FICTION: Strategy doesn’t exist.
This one makes us laugh. Out of all the campaign ideas Emily concocts, at no point do they put together a clear marketing strategy. Emily posts content regularly that appears to be entirely disconnected from a wider marketing campaign and largely put together without research and just sweeping assumptions.
Every client at The Doers will start with a strategic marketing session before we kick off. And with good reason. You need to identify who your audience is and make sure you understand their consumer behaviour, pinpoint which channel will be right and agree the best approach to reach them. At no point would you post on social without clear purpose - it must always align with the long term marketing goals.
FACT: It’s always about who you know.
One of the things I can hard relate to Emily on, is her commitment to networking and building genuine, authentic relationships with those in her professional circle. She gets to know the people within the businesses she works with to help understand the purpose of what they do, their vision and what they stand for. In what is a very digital world, and in an industry which is swiftly becoming fraught with AI genericness, these relationships are the difference between being a good marketeer and a great one.
FACT: Harnessing UGC is a great way to build content.
In most of Emily’s campaign ideas, she integrates the importance of getting the end users involved. This is a great way to build mass affinity to a brand. We loved her campaign for Hästens (one of Jess & Laura’s old clients) of positioning their beds in dreamy locations around Paris and encouraging the public to photograph themselves in the beds and post on social media. The reality of this campaign idea is that it would’ve taken a VERY long time to get sign off from local councils on where they’d be allowed to position the beds, the weather is completely unreliable in Paris and they were uncovered and given the beds are exceptionally expensive, you’d have to question if that was the right target market…but hey, it’s TV. We’ll let that one go.

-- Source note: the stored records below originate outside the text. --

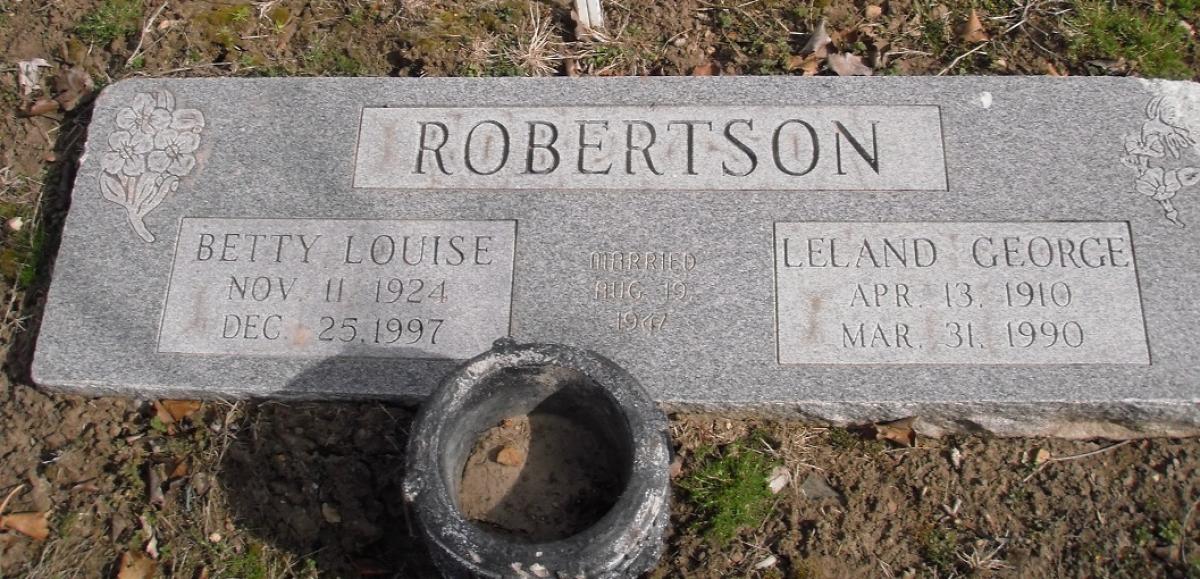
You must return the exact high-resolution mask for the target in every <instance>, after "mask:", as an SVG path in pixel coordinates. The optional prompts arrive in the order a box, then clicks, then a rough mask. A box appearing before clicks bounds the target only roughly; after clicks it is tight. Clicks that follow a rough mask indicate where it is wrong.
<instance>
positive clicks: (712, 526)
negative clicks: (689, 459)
mask: <svg viewBox="0 0 1200 579" xmlns="http://www.w3.org/2000/svg"><path fill="white" fill-rule="evenodd" d="M763 441H764V437H763V436H762V435H761V434H757V432H756V434H754V435H751V436H750V437H748V438H744V440H739V441H736V442H732V443H730V444H726V446H725V447H722V448H720V449H716V448H701V449H698V450H697V452H696V458H695V459H694V460H696V461H697V462H698V464H697V465H696V466H695V468H694V470H692V472H691V473H690V474H689V476H686V477H685V478H683V480H680V482H679V488H680V489H682V490H683V491H684V496H685V499H686V500H688V501H689V502H691V503H692V505H694V506H695V508H696V511H697V512H698V513H700V515H701V521H700V523H698V525H697V526H700V527H702V529H703V533H704V536H706V537H708V538H709V539H710V541H714V542H715V543H718V544H722V545H724V544H728V543H730V542H731V541H732V539H733V538H734V537H737V535H738V533H739V532H740V531H743V530H745V529H752V527H755V526H757V525H758V524H761V523H762V520H763V519H764V518H766V517H767V515H768V514H769V513H770V508H772V503H773V496H772V494H770V489H769V488H768V487H767V478H768V477H769V476H770V471H772V470H773V468H774V467H775V466H779V462H778V461H775V460H774V459H772V458H770V456H768V455H766V454H763V452H762V450H761V448H762V442H763Z"/></svg>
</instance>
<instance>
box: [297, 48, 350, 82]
mask: <svg viewBox="0 0 1200 579" xmlns="http://www.w3.org/2000/svg"><path fill="white" fill-rule="evenodd" d="M301 60H302V61H304V64H305V67H306V68H307V70H308V71H307V72H312V73H314V74H334V76H338V77H356V76H359V74H361V73H362V68H364V67H362V62H359V61H358V60H356V59H355V58H354V56H352V55H350V54H349V53H346V52H343V50H332V49H329V48H326V47H324V46H314V47H312V48H310V49H308V50H307V52H306V53H304V55H302V56H301Z"/></svg>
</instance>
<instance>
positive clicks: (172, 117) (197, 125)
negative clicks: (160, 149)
mask: <svg viewBox="0 0 1200 579" xmlns="http://www.w3.org/2000/svg"><path fill="white" fill-rule="evenodd" d="M170 127H172V129H174V130H176V131H194V132H199V131H200V129H204V114H202V113H200V112H199V111H197V109H194V108H181V109H179V111H175V113H174V114H173V115H172V119H170Z"/></svg>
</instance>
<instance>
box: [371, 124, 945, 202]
mask: <svg viewBox="0 0 1200 579" xmlns="http://www.w3.org/2000/svg"><path fill="white" fill-rule="evenodd" d="M356 151H358V153H356V159H355V167H354V186H355V187H386V189H458V190H462V189H589V190H590V189H656V190H838V191H847V190H865V191H944V190H946V189H947V178H946V161H944V151H943V148H942V125H941V112H940V109H938V107H936V106H890V107H880V106H854V107H851V106H846V107H762V106H757V107H755V106H751V107H678V106H665V107H494V108H469V107H406V108H365V109H364V111H362V118H361V126H360V130H359V141H358V150H356Z"/></svg>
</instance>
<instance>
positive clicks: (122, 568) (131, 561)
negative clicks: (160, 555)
mask: <svg viewBox="0 0 1200 579" xmlns="http://www.w3.org/2000/svg"><path fill="white" fill-rule="evenodd" d="M156 567H157V565H156V563H155V562H154V560H152V559H150V557H148V556H146V555H144V554H142V553H138V551H125V554H124V555H121V562H120V563H118V566H116V579H150V578H152V577H154V572H155V568H156Z"/></svg>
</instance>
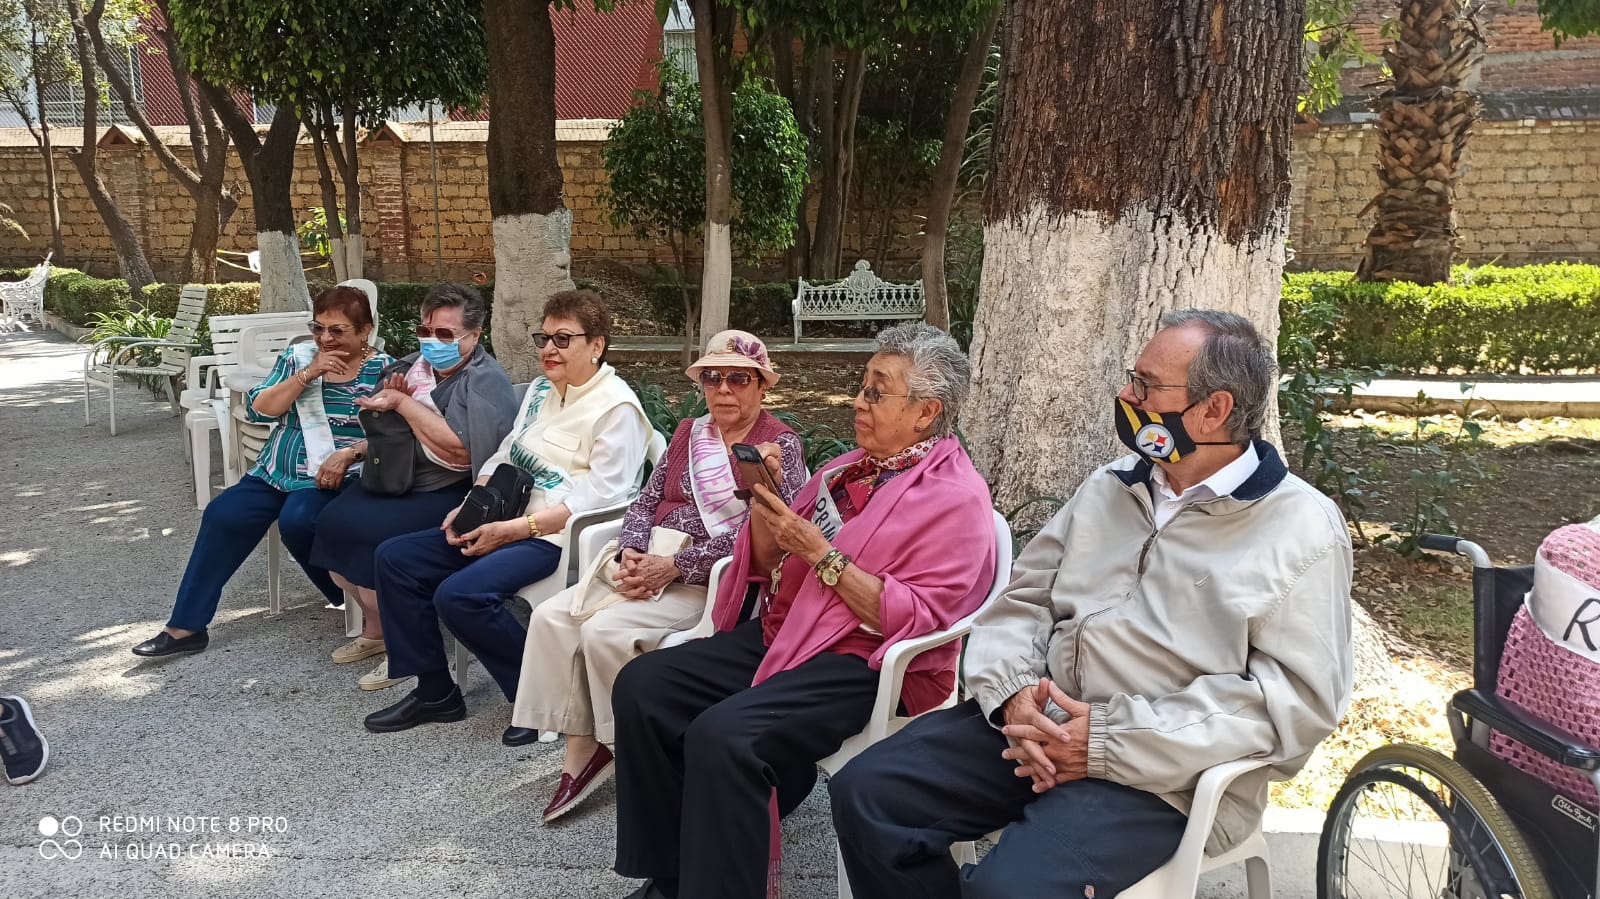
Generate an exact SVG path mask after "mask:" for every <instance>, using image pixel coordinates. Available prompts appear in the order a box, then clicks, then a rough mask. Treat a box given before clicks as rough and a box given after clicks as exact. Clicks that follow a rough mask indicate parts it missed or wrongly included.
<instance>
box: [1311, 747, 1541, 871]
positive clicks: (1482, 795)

FICTION: Never discuss budgets.
In all the client meetings Emily & her team have with their clients, it’s amazing how budget is never discussed. The reality is that in these meetings, clients often want the sky high ideas but then when they realise how much they cost to run, almost immediately back down to something far more simplistic. The budgets that would be involved for the campaigns Emily runs would be in the multi million zone. Some of the event decor alone would be in excess of £500k, let alone paying influencers, catering, staffing etc. Budget is always a conversation we start with. It’s a waste of everyone’s time to deliver ideas around something unachievable.